Open MelvinSninkle opened 1 month ago
I think all the steps except for (3) (pasted below) are do-able within the scope of a single issue. However I have thoughts on (3), and I think there is a 2b. or 3a. step where we need a scraper for the article content itself. We need the article content correctly scraped, or we won't know how to mutate the headline.
- Implement instructions for the LLM to produce fact-based, clear headlines that align with specified styles.
It seems like as it is right now 3 requires us to implement some sort of automated fact writer, which unless we have a Bertrand Russell somewhere in the crew, it is going to be very-difficult-to-impossible to create.
We need some more discussion on what we really need here, so we can implement something feasible.
I see two ways possible approaches. If you see a third one please reply back!

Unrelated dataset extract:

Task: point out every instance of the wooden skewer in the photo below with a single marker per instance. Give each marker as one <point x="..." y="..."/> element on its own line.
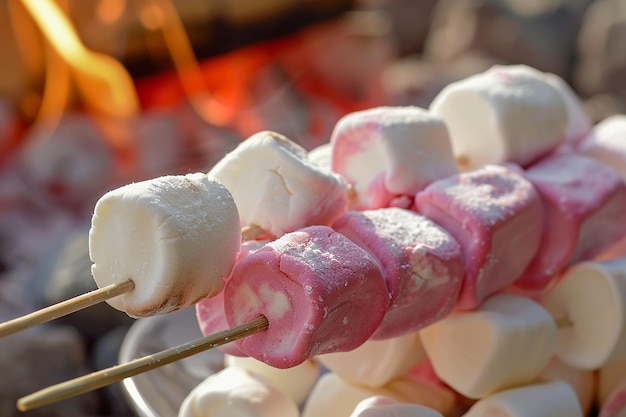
<point x="91" y="298"/>
<point x="114" y="374"/>
<point x="65" y="307"/>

1) We don't try to tell the truth in terms of The Truth, but rather we simply replace the headline with a single sentence summarization of the content in the article. If the article is talking about a coup led by lizard people currently taking place, then the headline will be some sterilized headline like "lizard people initiate coup on Washington". This wouldn't be fact-based, but it would be a true-to-the-article-content headline than the existing ones, which may be:
(Fox): Clinton's Finally Reveal Their True Scales in Illegal Coup (MSNBC): Clinton's Protect Democracy by Halting Fascist Takeover
2) We try something more ambitious, which is to use an internet-connected LLM API like Perplexity (or :shudder build our own) that analyzes the the article content, does some automated fact-checking work (maybe we can piggyback off of this automated fact-checker tool?, and then produces a headline which is both internally consistent (it factually represents everything said in the article) and externally consistent (it aligns with The Truth as understood of experts in the domain being written about). So with the same example of the lizard people coup above, we'd have trust-assembly output:
"Lizard People Coup is a Hoax, According to [relevant twitter link showing no coup is taking place]"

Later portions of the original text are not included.